Я не говорю, что эффективность рационализма — иллюзия. Это совершенно реальная эффективность. Но для меня очевидно, что рационализм, не понимая сложности современного человека, современных человеческих отношений, выбирает далеко не самые оптимальные варианты.
Критику рационализма, конечно, нельзя суживать, ограничивать ударом по результативности, — ведь речь идет о возможном обеднении человеческого мира, человеческой действительности; это бесконечно широкая и бесконечно важная тема. Хотя, если понимать результативность широко, как рождение, кристаллизацию и экономических, и духовных, и нравственных ценностей, то можно и «сузить» разговор!..
В этике революционеров, которой в немалой степени посвящено настоящее повествование, богатство человеческого мира занимает господствующее место. Когда Маркс пишет жене: «Я вновь ощущаю себя человеком в полном смысле слова, ибо испытываю огромную страсть», когда Джордано Бруно, славя творческий энтузиазм, пишет об огне, зажженном солнцем ума, когда Дзержинский героически утверждает в тюрьме: «Единственное счастье человека — это уметь любить…», когда В. И. Ленин говорит об Энгельсе: «Этот суровый борец и строгий мыслитель имел глубоко любящую душу», когда Кампанелла, повествуя о занятиях обитателей Города Солнца, подчеркивает: «Все это делается радостно», — они завещают потомкам высокие истины и стремление к непреходящим ценностям.
Не было революционера, который мыслил бы не страдая. И это естественно: чтобы жертвовать собой во имя человечества, надо уместить в сердце его боль, чтобы верить в великое будущее мира, надо испытывать радость борьбы.
Можно ли понять с точки зрения рационализма несравненную сложность небывалого XX века.
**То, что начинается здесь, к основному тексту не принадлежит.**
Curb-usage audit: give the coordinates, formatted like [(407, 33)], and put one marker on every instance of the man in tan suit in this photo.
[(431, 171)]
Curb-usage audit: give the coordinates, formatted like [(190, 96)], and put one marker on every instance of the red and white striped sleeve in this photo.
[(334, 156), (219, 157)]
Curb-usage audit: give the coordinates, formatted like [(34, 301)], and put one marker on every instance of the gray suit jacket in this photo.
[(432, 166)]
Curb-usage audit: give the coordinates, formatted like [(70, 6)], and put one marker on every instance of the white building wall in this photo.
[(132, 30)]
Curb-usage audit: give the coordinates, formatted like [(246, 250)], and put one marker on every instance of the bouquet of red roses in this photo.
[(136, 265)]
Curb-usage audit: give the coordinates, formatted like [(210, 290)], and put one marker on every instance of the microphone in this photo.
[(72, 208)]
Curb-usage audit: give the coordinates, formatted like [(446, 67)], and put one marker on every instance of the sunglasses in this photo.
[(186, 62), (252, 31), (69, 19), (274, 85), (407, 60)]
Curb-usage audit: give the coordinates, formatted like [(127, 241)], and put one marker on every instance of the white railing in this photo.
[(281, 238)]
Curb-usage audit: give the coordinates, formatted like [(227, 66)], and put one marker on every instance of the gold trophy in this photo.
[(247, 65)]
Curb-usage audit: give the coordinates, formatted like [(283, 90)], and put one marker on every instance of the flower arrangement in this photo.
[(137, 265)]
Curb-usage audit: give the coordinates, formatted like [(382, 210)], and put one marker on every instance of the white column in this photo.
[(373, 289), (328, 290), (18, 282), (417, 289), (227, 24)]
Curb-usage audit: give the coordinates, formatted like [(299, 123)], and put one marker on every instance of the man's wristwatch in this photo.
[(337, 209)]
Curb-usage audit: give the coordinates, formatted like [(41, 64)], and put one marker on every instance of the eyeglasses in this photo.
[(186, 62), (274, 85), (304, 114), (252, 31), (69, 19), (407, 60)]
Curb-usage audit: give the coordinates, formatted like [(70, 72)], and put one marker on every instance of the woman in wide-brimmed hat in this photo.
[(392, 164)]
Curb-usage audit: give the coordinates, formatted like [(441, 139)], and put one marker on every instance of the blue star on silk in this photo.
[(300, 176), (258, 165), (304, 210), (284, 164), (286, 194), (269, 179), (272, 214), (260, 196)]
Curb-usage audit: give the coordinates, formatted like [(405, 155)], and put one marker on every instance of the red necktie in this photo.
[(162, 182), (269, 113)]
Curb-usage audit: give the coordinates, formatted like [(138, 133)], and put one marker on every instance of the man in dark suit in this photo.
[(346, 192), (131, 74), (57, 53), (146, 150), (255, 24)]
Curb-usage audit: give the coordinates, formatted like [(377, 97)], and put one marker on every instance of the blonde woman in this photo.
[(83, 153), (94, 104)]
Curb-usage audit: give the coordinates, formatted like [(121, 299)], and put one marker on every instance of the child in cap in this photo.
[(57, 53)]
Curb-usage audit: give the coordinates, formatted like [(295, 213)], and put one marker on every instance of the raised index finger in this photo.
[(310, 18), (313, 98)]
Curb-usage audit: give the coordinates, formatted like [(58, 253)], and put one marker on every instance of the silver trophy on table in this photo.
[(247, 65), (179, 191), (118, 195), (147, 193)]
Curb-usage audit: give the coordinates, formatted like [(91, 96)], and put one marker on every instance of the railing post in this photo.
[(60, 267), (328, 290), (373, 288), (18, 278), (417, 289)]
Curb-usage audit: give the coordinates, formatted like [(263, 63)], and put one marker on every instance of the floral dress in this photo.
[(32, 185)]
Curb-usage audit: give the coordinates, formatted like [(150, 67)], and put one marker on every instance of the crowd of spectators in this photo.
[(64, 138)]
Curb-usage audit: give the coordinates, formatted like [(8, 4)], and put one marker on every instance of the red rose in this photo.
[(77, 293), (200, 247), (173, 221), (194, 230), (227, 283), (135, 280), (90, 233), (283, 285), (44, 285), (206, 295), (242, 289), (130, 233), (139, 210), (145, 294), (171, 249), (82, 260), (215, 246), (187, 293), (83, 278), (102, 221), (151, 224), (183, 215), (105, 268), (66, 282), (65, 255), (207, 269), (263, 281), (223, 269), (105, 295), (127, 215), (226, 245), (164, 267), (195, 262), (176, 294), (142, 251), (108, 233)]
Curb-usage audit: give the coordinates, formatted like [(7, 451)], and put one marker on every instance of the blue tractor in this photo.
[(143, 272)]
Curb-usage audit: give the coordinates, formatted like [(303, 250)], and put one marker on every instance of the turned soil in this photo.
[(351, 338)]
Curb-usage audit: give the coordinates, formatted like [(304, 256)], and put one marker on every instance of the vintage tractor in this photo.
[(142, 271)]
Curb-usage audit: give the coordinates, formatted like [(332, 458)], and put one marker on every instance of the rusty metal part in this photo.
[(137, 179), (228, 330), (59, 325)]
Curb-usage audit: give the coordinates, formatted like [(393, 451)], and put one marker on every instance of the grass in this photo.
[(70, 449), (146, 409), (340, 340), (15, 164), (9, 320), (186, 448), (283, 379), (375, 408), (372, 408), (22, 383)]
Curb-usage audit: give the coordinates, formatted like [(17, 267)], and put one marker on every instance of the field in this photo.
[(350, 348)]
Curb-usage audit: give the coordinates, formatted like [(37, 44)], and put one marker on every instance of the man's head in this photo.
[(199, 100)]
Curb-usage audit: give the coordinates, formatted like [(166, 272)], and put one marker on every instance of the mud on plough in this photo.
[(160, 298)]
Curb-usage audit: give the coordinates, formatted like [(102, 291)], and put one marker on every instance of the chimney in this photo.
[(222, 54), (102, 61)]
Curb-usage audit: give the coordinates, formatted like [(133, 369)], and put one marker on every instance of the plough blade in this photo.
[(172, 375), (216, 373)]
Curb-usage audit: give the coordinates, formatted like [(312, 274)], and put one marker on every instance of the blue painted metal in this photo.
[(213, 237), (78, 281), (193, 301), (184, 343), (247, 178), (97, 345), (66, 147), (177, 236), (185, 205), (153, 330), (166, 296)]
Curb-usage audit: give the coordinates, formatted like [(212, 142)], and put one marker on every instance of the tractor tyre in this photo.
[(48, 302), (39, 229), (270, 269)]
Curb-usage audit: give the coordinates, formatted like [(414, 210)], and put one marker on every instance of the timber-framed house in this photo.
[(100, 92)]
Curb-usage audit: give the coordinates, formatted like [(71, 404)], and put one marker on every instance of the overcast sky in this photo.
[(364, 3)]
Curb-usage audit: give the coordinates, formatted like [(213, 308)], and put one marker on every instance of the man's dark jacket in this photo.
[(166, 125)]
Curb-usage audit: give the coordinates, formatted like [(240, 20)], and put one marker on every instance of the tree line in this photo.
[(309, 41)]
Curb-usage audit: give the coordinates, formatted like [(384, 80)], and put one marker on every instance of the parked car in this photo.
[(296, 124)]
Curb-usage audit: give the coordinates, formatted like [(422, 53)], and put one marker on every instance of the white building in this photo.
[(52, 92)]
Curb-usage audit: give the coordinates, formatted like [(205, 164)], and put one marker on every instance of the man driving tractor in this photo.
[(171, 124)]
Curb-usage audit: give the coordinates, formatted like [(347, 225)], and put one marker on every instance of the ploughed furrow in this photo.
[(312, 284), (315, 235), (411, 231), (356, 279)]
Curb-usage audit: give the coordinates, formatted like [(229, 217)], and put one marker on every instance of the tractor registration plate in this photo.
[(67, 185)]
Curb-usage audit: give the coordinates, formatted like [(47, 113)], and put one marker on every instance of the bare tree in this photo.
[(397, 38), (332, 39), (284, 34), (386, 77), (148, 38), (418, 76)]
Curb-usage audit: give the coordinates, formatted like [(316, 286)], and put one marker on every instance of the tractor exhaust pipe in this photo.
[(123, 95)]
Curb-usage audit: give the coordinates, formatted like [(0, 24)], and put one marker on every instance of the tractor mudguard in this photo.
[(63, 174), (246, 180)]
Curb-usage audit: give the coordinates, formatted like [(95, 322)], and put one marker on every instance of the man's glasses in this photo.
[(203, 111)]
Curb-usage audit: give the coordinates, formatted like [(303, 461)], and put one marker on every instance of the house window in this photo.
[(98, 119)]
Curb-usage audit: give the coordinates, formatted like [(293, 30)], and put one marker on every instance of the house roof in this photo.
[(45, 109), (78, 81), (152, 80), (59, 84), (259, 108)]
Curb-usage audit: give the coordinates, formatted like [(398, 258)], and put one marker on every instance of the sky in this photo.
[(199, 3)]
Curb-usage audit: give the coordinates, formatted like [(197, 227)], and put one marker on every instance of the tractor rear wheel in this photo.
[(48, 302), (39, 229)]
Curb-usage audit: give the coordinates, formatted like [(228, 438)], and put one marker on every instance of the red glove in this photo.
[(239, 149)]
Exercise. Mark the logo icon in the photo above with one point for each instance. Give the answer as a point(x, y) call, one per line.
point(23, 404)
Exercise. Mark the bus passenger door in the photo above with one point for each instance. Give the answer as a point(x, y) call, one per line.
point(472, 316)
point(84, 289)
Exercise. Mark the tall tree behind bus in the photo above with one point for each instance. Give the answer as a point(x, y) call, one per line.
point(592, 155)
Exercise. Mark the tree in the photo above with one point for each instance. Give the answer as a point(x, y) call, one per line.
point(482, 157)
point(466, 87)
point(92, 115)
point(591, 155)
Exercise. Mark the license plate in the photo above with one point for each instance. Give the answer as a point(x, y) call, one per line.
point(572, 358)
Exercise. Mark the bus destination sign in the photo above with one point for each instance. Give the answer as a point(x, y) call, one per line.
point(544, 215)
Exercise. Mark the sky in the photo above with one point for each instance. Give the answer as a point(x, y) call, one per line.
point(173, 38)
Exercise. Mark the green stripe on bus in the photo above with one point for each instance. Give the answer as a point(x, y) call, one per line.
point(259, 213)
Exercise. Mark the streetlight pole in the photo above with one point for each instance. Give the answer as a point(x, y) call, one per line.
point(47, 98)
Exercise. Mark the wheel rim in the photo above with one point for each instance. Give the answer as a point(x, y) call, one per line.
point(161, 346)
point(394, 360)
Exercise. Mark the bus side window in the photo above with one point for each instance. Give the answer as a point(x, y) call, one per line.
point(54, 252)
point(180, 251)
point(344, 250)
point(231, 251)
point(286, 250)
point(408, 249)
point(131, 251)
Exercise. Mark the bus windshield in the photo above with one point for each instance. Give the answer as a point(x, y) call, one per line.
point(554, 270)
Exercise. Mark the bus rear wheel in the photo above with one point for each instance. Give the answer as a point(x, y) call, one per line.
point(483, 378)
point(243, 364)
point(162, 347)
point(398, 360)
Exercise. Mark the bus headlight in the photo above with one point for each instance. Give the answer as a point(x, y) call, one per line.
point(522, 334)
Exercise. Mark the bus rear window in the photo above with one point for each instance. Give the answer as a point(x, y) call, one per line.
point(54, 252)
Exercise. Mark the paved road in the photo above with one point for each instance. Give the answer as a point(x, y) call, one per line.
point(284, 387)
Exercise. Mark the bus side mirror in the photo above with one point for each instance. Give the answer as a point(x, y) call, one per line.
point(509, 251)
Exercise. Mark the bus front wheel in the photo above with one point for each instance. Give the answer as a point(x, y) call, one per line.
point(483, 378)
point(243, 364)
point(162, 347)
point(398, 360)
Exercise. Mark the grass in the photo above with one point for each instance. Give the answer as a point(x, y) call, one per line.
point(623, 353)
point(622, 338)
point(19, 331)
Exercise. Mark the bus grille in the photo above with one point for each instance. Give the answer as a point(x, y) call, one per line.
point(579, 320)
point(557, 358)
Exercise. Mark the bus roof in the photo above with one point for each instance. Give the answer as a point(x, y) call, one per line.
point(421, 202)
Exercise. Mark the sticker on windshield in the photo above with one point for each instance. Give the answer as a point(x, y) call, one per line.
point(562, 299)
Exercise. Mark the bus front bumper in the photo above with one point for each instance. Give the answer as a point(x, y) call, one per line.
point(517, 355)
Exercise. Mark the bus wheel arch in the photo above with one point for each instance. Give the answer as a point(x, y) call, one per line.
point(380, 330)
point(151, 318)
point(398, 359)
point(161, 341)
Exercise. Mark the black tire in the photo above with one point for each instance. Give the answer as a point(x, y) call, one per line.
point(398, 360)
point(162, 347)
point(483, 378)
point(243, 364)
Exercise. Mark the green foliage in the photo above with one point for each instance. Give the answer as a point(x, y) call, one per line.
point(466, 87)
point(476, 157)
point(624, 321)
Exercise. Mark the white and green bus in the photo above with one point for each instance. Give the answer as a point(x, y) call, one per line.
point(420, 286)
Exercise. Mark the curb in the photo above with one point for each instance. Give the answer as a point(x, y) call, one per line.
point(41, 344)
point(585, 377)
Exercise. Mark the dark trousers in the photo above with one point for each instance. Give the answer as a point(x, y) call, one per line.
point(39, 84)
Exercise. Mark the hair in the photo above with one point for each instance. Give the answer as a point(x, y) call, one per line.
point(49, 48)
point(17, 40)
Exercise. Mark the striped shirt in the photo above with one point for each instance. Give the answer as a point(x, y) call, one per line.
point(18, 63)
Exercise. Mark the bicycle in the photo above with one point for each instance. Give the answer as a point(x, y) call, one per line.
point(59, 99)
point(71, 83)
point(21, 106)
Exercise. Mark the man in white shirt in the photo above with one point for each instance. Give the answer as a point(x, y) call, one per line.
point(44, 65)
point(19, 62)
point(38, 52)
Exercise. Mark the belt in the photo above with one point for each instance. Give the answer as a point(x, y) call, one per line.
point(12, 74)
Я называю наше столетие небывалым не потому, что мы летаем на реактивных самолетах или, не выходя из комнаты, можем уютно наблюдать через телеокно за беспокойной жизнью нашей планеты. И даже не потому я называю его небывалым, что наши современники увидели первыми, как горят на — уже не земном — космическом небе одновременно и Солнце и созвездия.
Научно-техническая революция XX века — непрекращающееся чудо, воспринимаемое нами как уже само собой разумеющаяся, в достаточной степени будничная реальность. Но были бы меньшим чудом до сих пор не ставшие будничной реальностью «Сикстинская мадонна», «Лунная соната», «Война и мир»? Человеческий гений неисчерпаем и вечно нов.
Существует, конечно, и более глубокая черта, резко отличающая наше столетие: уходит в небытие старая буржуазная цивилизация, рождается новая, коммунистическая. Но ведь и раньше цивилизации умирали и рождались вместе с распадом и развитием социально-общественных формаций.
Он небывалый, наш двадцатый, потому, что уходит не старая цивилизация, а старый мир, основанный на частной собственности, тысячелетия потрясаемый борьбой классов; рождается бесклассовое общество, которому суждено создать новое человечество.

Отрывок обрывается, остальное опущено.